I don't have to do too much, just make sure I maintain my fat body...people are always lookin at me. lol.

I can play "Wipeout" on the drums with my chestises.

Sometimes when I want my hubby's attention, I moon him. hehehe
It works too. lol

Flash my pumpkins

l think you got a bacon fettish!!

I Crap a whole pig!

I wouldn't say crapping bacon is cool but. Flashing can be fun.lol

Crapping a peach pit while wearing tassels on my tig bitties.

I lick my own eyeballs.

I just enjoy being my cute, sweet, kind, loving, gentle, giving self and I get all kinds of attention!

Well Buk, I ask bizarre questions that have no answers, and tap dance in public. And if that doesn't get me the attention I crave, I'll pretend I'm channeling Ellenor Roosevelt.

Me - seek attention? Come on Buk. I usually just **wiggle my toes**. ?

I "bronze" my turds and sell them on EBay!

I just copy everything you say cause I'm not very creative...
you know, sausage, canes, beets, pantless,...

I pick up straight men, get 'em drunk, take 'em home, tie 'em up, and when they wake up I force them to watch me rehearse my "Six-Hour Salute to Judy Garland," the act I'll be touring next year to the more upscale Travelodge's and Howard Johnson's from coast to coast.

I'm a biter.
Would you mind if I scrape some of that dirt off your neck, then I can show you how much fun biting is.

I don't know how the attention happens,ever,as I tend to run screaming to hide whenever a man speaks to me.
They seem to think it's a game of hide and seek,..it's just too weird to me,lmao,men!

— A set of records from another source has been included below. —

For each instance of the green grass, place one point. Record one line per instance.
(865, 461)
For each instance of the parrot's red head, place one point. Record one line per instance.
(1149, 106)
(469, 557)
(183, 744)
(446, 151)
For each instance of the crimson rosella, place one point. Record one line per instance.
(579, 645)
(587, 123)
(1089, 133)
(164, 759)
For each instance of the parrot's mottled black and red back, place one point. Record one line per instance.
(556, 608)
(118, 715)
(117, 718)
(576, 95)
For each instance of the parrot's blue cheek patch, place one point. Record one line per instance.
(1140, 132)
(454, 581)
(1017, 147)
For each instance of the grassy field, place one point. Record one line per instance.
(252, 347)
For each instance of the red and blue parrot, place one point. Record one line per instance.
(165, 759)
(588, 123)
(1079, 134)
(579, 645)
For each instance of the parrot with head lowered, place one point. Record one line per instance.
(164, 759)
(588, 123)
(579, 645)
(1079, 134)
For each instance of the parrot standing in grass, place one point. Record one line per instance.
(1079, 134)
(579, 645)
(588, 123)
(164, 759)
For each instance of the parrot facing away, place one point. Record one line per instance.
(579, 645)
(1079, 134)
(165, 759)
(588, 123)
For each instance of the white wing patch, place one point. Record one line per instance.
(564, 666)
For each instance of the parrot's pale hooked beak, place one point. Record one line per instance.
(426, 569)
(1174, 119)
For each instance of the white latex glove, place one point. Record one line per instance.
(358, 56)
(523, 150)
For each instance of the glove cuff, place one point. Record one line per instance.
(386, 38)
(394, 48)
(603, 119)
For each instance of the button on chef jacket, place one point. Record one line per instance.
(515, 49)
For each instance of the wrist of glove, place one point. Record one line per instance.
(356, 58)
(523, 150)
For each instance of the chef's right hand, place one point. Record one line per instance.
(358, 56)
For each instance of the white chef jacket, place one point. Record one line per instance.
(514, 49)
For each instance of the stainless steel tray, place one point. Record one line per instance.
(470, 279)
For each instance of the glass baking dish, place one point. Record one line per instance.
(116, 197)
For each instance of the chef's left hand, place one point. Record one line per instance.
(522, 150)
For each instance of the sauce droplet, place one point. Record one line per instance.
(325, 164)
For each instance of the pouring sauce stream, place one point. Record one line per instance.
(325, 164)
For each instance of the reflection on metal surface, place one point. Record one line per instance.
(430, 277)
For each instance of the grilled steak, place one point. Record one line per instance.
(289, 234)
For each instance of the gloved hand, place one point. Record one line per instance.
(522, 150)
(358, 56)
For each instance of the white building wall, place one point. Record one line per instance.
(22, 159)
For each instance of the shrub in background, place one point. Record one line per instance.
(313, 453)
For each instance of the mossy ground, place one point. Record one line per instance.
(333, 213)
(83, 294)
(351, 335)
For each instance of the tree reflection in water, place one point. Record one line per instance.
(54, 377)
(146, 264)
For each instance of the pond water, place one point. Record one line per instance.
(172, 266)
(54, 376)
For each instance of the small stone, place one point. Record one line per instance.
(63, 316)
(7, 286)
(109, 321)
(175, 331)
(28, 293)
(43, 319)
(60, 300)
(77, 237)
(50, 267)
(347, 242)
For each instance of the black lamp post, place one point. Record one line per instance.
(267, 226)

i like to drink too much the puke in the shape of states... i've done Texas and rhode island...once i thought i got florida, but there was argument that it looked more like california, so that one doesn't count... and if no one is paying attention after that i just pull my shirt up over my head and run down the road yelling" the British are coming!" "the British are coming!" the people really like that one....

I'm trying my hardest to get YOU to let MRS Buk out--away from the sausages, pants, bacon, and scrub-board!!!